NEW YORK (HedgeWorld.com)–The first rebalancing of the CSFB/Tremont* Investable Hedge Fund Index since its Aug. 1, 2003, launch has been completed, according to officials.
The rebalancing resulted in adding nine funds and dropping seven. To date the only other changes to the index have been the dropping of Clinton Group’s Trinity Fund and Multi-Strategy Fund, which were at the center of a pricing scandal involving accusations from a former Clinton Group trader (see ).
Added to the investable index as of April 1 were: Maverick, Shepherd, III Fund, Mariner, York, Quadriga, Basso, Gramercy Emerging Markets and Thai Focused. Removed from the 60-fund list were Cerberus, Orbis Optimal, Concordia Capital, D.QUANT/Ramsey Futures, LIM Asia Arbitrage, OneWorld Sovereign Growth and Income and Equalt Selection.
Officials said that the implementation of the rebalancing was in accordance with the index construction rules. Those rules require that funds are selected from the CSFB/Tremont Hedge Fund Index by an asset-based formula and that funds represent the six largest eligible “open” funds in each of the 10 strategies.

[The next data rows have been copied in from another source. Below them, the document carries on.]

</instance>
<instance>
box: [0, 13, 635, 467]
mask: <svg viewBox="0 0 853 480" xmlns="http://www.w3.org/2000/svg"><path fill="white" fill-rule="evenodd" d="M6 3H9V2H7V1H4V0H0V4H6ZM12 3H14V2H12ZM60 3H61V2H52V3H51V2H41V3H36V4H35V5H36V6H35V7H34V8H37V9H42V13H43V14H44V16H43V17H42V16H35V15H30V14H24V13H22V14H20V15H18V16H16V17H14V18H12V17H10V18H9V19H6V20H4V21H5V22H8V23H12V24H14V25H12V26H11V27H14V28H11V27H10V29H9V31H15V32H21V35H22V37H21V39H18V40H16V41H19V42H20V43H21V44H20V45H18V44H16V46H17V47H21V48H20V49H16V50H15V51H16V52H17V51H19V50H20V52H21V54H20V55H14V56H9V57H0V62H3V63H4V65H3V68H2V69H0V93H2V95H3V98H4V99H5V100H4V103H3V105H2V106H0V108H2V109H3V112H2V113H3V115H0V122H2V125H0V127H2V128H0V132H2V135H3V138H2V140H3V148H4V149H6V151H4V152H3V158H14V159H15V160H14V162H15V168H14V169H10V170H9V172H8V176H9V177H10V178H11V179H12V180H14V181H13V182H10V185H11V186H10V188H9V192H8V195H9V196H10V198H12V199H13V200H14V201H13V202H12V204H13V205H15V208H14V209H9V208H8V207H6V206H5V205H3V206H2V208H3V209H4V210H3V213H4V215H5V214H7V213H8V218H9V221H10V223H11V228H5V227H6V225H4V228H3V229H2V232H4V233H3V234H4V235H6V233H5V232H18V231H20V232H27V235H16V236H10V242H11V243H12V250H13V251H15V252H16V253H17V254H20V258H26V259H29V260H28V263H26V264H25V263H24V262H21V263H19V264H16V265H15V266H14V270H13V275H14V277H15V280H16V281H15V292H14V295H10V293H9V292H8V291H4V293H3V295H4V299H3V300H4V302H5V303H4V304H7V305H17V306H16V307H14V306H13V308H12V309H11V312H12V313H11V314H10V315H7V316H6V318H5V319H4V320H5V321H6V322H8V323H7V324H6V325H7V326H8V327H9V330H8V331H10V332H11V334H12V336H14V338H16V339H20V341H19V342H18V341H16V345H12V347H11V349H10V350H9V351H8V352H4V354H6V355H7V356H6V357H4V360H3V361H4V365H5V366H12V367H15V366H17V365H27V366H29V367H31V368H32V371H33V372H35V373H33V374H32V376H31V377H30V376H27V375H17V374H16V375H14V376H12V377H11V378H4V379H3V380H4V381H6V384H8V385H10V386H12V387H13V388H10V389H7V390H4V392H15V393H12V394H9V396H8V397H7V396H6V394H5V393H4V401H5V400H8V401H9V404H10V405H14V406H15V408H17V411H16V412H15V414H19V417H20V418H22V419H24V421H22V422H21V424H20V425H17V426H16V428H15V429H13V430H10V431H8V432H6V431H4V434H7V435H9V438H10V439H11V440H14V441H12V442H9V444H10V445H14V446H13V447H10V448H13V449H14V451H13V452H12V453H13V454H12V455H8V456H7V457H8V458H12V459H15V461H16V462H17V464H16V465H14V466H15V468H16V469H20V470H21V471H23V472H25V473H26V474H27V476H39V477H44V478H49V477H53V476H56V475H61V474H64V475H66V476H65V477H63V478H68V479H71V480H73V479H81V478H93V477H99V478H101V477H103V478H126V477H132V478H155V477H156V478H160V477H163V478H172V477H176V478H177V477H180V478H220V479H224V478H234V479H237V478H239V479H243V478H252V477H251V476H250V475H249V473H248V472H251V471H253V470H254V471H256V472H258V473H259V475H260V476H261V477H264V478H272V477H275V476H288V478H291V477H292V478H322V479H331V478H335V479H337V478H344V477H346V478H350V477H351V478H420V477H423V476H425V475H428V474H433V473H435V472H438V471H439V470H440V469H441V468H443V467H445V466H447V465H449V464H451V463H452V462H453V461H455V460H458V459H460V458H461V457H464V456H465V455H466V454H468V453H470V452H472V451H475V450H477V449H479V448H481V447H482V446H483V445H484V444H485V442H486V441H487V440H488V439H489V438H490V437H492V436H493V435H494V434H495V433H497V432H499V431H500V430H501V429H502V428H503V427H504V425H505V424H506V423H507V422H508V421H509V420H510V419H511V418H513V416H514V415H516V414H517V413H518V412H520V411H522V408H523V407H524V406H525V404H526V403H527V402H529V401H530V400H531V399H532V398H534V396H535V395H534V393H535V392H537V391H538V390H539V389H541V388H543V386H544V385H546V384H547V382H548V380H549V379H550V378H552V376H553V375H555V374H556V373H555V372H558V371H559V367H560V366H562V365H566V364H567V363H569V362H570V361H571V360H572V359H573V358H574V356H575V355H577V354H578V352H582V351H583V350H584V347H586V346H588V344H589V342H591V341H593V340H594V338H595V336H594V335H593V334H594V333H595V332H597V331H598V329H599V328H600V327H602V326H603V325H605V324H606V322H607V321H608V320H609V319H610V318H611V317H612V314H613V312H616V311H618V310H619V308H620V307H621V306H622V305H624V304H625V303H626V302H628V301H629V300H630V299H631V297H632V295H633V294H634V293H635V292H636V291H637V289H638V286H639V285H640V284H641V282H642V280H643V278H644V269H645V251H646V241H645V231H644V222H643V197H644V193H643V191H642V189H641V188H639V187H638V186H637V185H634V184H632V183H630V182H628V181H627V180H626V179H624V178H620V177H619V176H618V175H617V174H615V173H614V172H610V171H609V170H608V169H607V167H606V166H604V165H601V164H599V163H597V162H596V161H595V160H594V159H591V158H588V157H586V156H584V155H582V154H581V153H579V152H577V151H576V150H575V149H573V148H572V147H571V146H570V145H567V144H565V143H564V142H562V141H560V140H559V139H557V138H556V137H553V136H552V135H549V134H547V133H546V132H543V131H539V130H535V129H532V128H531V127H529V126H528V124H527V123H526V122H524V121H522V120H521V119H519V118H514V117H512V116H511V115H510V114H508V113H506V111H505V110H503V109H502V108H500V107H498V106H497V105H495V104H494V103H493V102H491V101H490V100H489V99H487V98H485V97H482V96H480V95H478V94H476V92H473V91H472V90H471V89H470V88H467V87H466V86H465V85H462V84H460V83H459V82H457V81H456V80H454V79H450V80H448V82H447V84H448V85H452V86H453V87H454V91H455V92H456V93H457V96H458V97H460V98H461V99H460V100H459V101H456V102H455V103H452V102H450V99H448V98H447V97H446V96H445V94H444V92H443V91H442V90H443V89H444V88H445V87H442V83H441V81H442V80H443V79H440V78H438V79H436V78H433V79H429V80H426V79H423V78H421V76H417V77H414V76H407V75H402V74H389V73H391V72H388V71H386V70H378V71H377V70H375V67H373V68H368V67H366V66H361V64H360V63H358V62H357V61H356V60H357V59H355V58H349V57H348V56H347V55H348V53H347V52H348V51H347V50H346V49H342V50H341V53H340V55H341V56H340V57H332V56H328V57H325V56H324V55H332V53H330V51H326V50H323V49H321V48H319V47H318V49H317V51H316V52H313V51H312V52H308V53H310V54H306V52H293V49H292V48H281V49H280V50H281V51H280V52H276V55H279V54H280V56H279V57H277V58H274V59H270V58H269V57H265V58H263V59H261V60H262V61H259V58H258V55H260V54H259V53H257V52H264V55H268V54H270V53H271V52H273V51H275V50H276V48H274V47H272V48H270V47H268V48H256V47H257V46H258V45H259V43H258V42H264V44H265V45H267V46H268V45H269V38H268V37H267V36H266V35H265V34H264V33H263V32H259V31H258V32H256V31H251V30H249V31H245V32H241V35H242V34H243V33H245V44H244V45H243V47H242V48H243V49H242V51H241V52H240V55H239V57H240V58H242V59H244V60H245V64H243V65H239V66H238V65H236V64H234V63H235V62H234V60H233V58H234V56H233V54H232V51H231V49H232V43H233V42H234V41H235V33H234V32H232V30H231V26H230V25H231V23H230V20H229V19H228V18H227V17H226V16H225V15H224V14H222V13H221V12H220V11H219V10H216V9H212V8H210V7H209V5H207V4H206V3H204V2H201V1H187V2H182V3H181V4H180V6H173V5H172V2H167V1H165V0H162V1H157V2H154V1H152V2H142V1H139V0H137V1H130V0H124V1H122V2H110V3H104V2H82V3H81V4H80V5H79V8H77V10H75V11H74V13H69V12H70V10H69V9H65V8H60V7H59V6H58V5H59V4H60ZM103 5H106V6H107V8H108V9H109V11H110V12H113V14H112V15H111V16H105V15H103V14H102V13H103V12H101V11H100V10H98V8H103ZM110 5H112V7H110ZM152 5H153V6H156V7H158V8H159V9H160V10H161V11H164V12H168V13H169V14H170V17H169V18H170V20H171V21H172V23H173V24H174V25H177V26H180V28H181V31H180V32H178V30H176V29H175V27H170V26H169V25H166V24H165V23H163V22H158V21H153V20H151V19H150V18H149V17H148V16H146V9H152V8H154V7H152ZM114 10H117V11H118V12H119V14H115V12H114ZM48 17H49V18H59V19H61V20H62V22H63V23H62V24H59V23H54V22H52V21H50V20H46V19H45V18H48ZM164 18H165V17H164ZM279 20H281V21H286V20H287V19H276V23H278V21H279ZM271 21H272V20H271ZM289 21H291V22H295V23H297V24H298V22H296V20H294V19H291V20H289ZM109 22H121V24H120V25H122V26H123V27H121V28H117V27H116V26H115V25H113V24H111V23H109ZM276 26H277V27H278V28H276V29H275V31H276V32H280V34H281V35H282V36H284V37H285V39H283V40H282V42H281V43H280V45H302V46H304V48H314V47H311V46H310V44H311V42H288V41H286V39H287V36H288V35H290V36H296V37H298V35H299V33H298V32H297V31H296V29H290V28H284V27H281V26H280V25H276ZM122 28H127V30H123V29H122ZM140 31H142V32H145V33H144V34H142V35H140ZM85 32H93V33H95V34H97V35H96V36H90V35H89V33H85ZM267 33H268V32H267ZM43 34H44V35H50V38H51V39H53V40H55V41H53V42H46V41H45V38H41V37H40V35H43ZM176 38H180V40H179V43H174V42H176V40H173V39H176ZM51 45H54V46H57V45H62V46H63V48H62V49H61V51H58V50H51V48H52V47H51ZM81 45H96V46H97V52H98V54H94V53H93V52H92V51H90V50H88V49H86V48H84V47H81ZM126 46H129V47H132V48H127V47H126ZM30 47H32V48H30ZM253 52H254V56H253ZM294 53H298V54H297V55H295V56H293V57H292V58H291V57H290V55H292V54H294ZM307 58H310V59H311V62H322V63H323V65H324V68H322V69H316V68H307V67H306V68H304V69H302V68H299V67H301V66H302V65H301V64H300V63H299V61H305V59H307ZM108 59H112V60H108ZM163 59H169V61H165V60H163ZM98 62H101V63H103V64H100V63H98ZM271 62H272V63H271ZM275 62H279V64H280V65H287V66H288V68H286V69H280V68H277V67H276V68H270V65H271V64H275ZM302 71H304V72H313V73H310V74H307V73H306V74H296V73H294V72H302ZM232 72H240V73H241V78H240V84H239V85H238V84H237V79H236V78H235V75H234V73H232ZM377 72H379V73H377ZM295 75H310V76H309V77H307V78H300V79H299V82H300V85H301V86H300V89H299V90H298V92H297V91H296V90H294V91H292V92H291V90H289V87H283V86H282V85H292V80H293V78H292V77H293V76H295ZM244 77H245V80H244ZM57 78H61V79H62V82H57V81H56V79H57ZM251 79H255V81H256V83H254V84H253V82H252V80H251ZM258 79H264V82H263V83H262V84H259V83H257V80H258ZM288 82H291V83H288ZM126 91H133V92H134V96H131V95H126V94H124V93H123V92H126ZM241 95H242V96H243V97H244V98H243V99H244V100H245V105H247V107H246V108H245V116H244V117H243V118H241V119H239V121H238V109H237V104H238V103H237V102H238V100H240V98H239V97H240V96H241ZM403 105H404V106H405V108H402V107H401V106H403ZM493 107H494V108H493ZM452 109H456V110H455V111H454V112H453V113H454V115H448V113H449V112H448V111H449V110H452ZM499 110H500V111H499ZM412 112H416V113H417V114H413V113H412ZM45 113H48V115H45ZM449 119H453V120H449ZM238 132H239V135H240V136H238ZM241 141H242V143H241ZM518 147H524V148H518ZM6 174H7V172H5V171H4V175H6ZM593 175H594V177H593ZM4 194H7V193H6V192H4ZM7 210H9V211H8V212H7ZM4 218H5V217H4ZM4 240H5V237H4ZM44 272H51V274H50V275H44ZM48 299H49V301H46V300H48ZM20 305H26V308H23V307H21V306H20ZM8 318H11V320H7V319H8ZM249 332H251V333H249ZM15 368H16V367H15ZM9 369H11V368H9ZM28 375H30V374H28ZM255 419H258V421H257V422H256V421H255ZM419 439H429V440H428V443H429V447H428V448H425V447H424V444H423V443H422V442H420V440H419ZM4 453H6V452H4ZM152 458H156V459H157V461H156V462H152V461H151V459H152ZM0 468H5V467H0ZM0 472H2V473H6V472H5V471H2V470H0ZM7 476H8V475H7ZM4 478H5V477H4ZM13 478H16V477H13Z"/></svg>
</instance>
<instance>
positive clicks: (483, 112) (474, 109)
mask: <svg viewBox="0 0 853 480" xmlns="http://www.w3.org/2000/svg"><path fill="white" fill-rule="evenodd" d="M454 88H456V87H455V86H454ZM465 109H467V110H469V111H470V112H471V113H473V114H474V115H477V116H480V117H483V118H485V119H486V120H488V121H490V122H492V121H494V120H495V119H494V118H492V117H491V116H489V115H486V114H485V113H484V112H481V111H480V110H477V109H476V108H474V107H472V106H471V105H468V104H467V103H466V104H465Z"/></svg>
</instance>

The investable index has had US$1.3 billion in inflows through the sale of index-linked products since its launch last August. The combined member funds of the index now have US$72 billion in assets under management.
As a result of the rebalancing, the sector weights of the index changed slightly. The most notable changes were in the areas of convertible arbitrage, event driven and long/short equity.
Convertible arbitrage now represents 8.45% of the index, which is down from its 11.04% sector weighting on Aug. 1. The weighting to event-driven managers decreased as well to 12.05% from 16.84%. Meanwhile long/short equity strategies saw their weighting increase to 16.24% from 12.94%.
*Tremont Capital Management Inc., Rye, N.Y., is a strategic partner of and a minority investor in HedgeWorld.